Sin embargo, analistas dijeron que la precaria posición fiscal de España seguirá siendo una preocupación y la prueba más importante vendrá con una subasta de deuda española a 10 años el jueves, que podría volver a poner el euro bajo presión.
Los rendimientos de los bonos gubernamentales españoles a 10 años cayeron nuevamente bajo el 6 por ciento, tras trepar el lunes por los temores sobre su déficit y una débil economía que podría obligarlo a buscar ayuda internacional. Analistas dijeron que estas preocupaciones limitarían el avance del euro.
"No deberíamos interpretar mucho de la subasta de notas de España o del dato ZEW, el sondeo Ifo alemán (del viernes) y la subasta española a 10 años serán más importantes", dijo Gavin Friend, estratega cambiario de nabCapital.
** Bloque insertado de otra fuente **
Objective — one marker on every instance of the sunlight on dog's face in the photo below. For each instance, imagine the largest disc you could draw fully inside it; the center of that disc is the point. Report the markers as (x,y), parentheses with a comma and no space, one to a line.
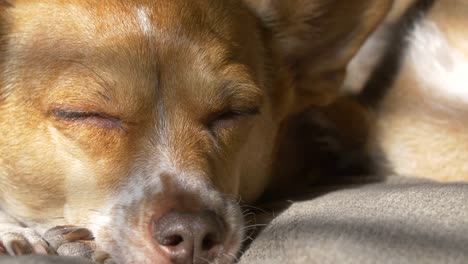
(120,115)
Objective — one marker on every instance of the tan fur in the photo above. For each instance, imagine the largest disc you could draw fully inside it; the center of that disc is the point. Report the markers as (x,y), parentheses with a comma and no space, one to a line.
(420,132)
(158,90)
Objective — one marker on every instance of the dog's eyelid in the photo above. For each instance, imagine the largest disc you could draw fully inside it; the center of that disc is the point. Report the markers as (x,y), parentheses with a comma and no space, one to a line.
(77,115)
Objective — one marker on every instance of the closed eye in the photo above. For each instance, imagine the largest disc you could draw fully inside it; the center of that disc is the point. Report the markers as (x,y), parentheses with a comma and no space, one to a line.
(91,118)
(226,117)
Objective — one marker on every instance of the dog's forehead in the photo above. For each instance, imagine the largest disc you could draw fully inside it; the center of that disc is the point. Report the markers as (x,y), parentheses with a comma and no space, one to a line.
(107,19)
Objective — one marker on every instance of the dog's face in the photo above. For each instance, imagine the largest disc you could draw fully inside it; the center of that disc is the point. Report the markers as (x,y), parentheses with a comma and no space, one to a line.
(133,118)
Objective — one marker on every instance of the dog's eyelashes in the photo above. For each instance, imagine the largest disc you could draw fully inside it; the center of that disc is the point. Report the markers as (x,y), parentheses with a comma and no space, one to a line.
(224,117)
(92,118)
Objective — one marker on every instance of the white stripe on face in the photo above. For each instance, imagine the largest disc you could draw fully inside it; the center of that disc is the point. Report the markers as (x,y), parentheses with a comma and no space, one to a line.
(144,21)
(440,67)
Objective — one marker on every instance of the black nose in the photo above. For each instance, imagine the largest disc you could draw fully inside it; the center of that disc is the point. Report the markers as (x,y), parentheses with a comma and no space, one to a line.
(190,237)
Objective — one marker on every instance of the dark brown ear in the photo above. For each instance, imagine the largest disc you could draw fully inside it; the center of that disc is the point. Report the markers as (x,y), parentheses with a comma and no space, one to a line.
(317,38)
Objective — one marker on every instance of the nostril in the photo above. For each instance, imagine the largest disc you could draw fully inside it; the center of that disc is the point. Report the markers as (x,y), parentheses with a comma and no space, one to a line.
(209,242)
(172,241)
(188,236)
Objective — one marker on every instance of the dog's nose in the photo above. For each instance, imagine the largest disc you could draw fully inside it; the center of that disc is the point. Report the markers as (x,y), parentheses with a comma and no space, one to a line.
(190,237)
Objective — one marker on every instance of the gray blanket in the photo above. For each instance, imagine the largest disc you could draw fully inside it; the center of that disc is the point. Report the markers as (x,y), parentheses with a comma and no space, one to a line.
(397,221)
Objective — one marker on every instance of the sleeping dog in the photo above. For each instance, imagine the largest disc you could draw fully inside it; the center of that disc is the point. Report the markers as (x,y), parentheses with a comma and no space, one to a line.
(417,89)
(136,127)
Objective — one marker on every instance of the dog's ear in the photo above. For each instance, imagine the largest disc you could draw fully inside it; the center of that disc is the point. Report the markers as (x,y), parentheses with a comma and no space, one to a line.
(317,38)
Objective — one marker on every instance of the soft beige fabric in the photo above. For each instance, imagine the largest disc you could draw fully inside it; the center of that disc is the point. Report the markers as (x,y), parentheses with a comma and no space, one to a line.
(400,221)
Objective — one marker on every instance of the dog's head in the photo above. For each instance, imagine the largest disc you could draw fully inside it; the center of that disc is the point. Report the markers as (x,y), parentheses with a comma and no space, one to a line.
(145,121)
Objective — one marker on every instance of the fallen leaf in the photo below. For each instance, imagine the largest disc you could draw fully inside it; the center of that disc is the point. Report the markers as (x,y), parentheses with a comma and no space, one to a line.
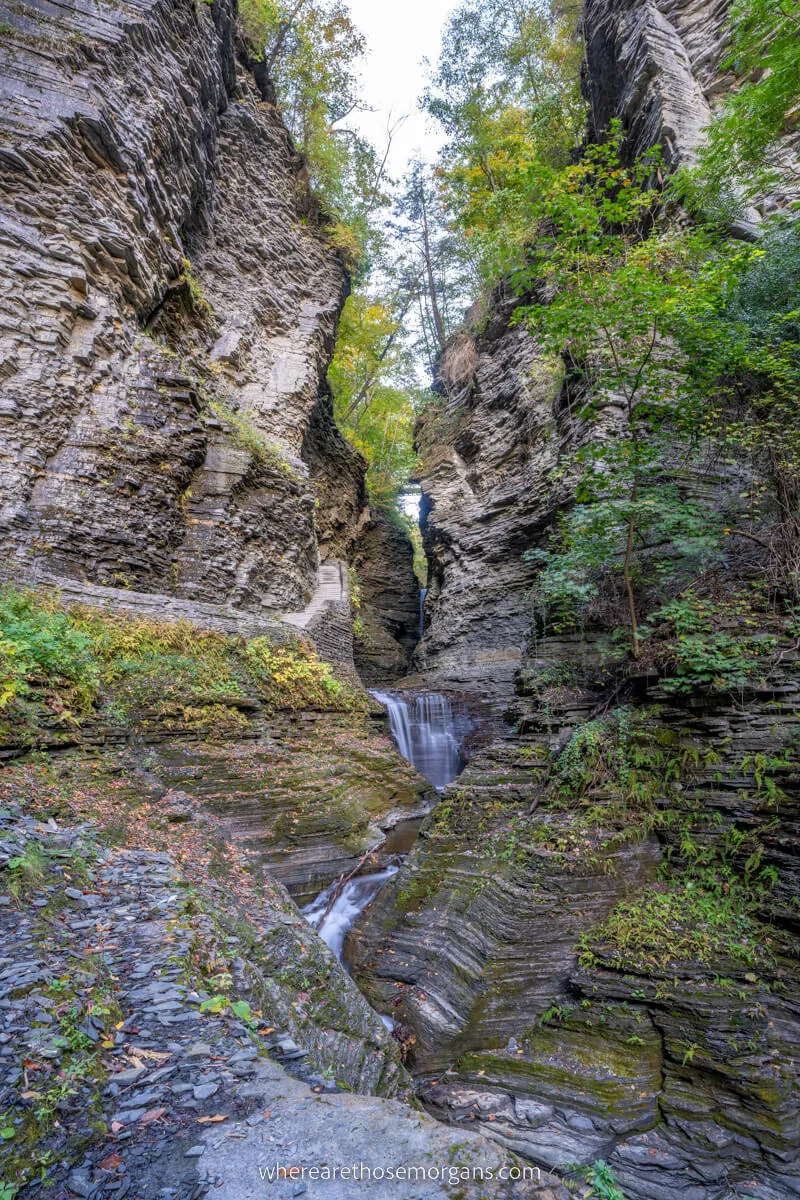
(154,1055)
(152,1115)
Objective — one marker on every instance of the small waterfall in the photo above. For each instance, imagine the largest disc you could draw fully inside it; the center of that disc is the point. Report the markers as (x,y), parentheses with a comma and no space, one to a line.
(354,898)
(428,732)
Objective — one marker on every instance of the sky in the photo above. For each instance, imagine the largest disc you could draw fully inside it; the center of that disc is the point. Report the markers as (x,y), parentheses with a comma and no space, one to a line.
(398,36)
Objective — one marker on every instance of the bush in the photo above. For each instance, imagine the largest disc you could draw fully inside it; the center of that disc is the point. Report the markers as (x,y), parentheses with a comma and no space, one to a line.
(65,664)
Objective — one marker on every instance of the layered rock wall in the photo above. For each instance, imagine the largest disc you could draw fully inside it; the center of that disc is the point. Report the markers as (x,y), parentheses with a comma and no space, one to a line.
(169,305)
(389,600)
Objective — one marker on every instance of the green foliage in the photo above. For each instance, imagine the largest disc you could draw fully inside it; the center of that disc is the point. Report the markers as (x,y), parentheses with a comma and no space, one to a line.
(685,922)
(248,436)
(735,166)
(311,51)
(506,91)
(41,641)
(293,676)
(717,645)
(602,1182)
(374,393)
(65,665)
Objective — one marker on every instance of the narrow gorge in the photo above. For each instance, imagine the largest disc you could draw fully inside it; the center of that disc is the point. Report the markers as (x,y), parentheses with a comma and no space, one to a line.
(325,844)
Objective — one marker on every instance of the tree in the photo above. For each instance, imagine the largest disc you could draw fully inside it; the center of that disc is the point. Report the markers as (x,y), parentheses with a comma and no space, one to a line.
(373,383)
(506,93)
(619,294)
(311,51)
(428,256)
(737,166)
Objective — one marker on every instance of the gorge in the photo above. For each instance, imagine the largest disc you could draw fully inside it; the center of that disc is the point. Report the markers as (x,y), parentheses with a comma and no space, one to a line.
(306,859)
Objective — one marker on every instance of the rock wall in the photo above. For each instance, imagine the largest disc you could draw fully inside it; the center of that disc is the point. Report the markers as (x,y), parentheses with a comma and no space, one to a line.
(389,594)
(486,457)
(169,305)
(679,1069)
(523,1017)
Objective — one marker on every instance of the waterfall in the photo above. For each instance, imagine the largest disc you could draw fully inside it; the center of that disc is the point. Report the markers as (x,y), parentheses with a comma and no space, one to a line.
(428,732)
(354,898)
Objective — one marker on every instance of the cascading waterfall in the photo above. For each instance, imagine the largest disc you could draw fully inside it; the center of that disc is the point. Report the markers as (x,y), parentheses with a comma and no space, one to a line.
(354,898)
(428,732)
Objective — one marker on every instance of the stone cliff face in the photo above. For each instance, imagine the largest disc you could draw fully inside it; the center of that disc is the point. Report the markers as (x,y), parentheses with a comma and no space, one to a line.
(389,593)
(486,457)
(169,304)
(678,1066)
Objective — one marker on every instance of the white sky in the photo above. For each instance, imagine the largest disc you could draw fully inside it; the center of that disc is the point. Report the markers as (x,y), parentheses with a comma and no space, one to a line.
(398,37)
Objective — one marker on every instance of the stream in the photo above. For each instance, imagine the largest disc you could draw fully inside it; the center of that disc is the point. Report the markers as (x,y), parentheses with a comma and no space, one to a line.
(429,732)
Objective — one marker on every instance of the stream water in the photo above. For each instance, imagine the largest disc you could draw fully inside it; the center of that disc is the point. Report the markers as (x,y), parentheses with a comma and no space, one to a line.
(429,732)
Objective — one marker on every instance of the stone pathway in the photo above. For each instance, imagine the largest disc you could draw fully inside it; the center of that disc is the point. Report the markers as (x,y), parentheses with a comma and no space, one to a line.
(332,588)
(127,1069)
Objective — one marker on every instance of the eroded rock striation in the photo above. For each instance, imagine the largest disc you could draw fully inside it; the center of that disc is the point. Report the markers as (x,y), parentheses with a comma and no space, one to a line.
(567,1035)
(169,304)
(389,594)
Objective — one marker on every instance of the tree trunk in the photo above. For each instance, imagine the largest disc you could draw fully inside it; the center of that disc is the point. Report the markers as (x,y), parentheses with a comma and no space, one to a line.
(629,553)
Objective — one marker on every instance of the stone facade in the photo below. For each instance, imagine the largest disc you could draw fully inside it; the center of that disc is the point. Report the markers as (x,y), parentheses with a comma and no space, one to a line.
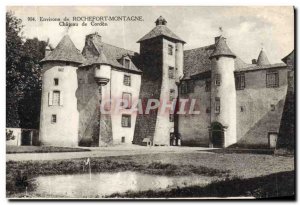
(237,106)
"La meta del euro es 1,32/1,3225 dólares pero no lo veo muy por encima de ese nivel", agregó.
Friend sostuvo también que el euro enfrentará más pruebas con la reunión del G-20 y el FMI a fines de esta semana, y la primera ronda de la elección presidencial francesa el 22 de abril.
El euro operaba sin cambios en el día en 1,3135 dólares, luego de haber sobrepasado el techo del lunes y tocar los 1,3173 dólares, con operadores diciendo que las órdenes de compra para detener pérdidas fueron desatadas por sobre los 1,3150-60 dólares. Operadores dijeron que un banco estadounidense e inversionistas suizos compraron euros.
La divisa común tocó un mínimo de 1,2995 dólares el lunes, antes de un repunte, mientras los inversionistas que previamente iniciaron apuestas bajistas revertían sus posiciones.
Analistas dijeron que el repunte por sobre los 1,30 dólares sugería que ese nivel era un apoyo importante que podría ser difícil de romper. Una vez en ese piso, operadores podrían enfocarse en un movimiento al mínimo de enero de 1,2624 dólares.
Inversionistas se vieron aliviados luego de que España pudiera vender 3.200 millones de euros en notas a 12 y 18 meses, pese a rendimientos mucho más altos en comparación con un mes atrás.
El euro subía un 0,3 por ciento hasta los 106,0 yenes , recuperándose de un piso de 104,63 yenes del lunes, un nivel no visto desde mediados de febrero.
El dólar, en tanto, subía un 0,3 por ciento contra el yen, considerado una moneda de refugio, a 80,64 yenes, por sobre un mínimo de siete semanas de 80,29 yenes registrado el lunes.